Empathy Check

Josef Stalin is supposed to have said, “One death is a tragedy. A million deaths are a statistic.” You can decide where 97,000 — roughly the number of deaths from COVID-19 that have been recorded thus far — falls on that spectrum, but it seems clear that we have entered a zone in which the size of the daily body count exceeds the normal human capacity for empathy, at least as our culture has recently defined it.

I was struck by this, not for the first time, this morning listening to an NPR anchor interviewing a front-line nurse at a New York City hospital. As you might expect, the nurse, like the institution he works in, are currently overwhelmed, and part of the nurse’s job has been to try and keep families in touch with their loved ones undergoing intensive care, when they cannot be physically nearby because of the quarantine.

The NPR anchor, David Greene, pushed and pushed to get the nurse to single out an individual case, to tell their story in a way that would, as media people say, “put a face” on this phenomenon. The overall tone of the interview became increasingly somber, with Green interjecting dramatic pauses to emphasize the heroism, tragedy and drama of the scene.

I had to turn it off. My partner, too, who is nothing if not an empathic personality, got up and left the room. It wasn’t that we were so moved; rather that the interview seemed forced, almost trivial compared with the grim statistics coming at us from all sides. Yes, statistics. Numbers with multiple zeros, each one representing a human being, with or without family and friends, falling ill and suffering to various degrees from wretched to fatal.

I don’t know how NPR, or the media generally, or all of us as a culture, are going to come out of this experience – the first time since World War II, I think, that we have seen so much death so widespread, random and so close up. It’s notable that in the early post-war period, most of what was written or filmed for mass consumption did not emphasize the gruesome, close-up horror of the war – certainly not to the extent we see in work produced after the 60s or so. Nobody made a “Saving Private Ryan” or “Shindler’s List” in the 1940s, and not just because Steven Spielberg was still a toddler. War stories during the 40s and 50s were either about glorifying our side’s heroes (and vilifying the Germans and Japanese), or else poking lighthearted fun at a boneheaded military bureaucracy. And almost nothing was put out for mass-production about the Holocaust until the 1970s, even though the basic facts of the Nazi slaughter of Jews were well known. “Six million dead” was, for those of us growing up the 50s, mainly a statistic.

In this century, however, we are inundated nightly with stories that attempt to put a “face” on whatever horror is taking place anywhere, from Syria to Myanmar to Haiti to North Philadelphia. Advocates for victims constantly demand, usually successfully, that their stories be framed so as to evoke as empathic a response as possible. A few decades ago, this sort of thing was mostly confined to telethons like Jerry Lewis’ annual parade of super-cute disabled children, and late-night fundraising infomercials with close-up shots of malnourished African children that viewers were invited to save with their donations. Then the mainstream TV networks picked up the trick, and replaced the Olympian tones of Walter Cronkite with anchors who radiated sincerity and concern. No story could end without a tear, or a warm smile, and preferably both.

It works, I guess. At least it sells. Everything from cat food to kidney medicine to unregulated oil exploration is draped in empathetic human-interest stories these days, never mind the political ads showing aggrieved ordinary-folks whom Candidate X is fighting for. But there’s only so much empathy to go around, and what happens when the world’s pain and suffering becomes glaringly, inescapably ubiquitous?

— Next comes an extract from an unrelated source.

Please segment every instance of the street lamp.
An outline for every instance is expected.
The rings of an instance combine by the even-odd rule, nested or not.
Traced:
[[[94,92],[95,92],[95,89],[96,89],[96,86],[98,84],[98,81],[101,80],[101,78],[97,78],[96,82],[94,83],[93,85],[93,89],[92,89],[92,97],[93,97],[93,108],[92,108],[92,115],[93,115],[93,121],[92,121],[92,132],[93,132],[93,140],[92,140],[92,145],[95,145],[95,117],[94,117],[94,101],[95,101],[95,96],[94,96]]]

Maybe we retreat to the statistics.

If so, one good source for that is a podcast from the BBC, called “More or Less.”  Created and narrated by a remarkably lucid and entertaining economist named Tim Harford, it takes a weekly look at current events through numbers. Today it featured a sober but still engaging discussion about deaths from Covid: Not the horror of each one, but the problems of measuring just how many there are from day to day.  Which turns out to be an important issue if you’re trying to understand whether countries such as the UK or US are doing the right things to battle, or at least mitigate, the pandemic. That was followed by a discussion of whether the virus is killing more men than women, and another about the debatable efficacy of wearing masks in public.

Held against NPR’s attempts to wring tears out of their audience, it can seem bloodless. But when you’re all wrung out and just want to know how, or if, we’re going to get through this disaster, some sober statistics can be a good thing.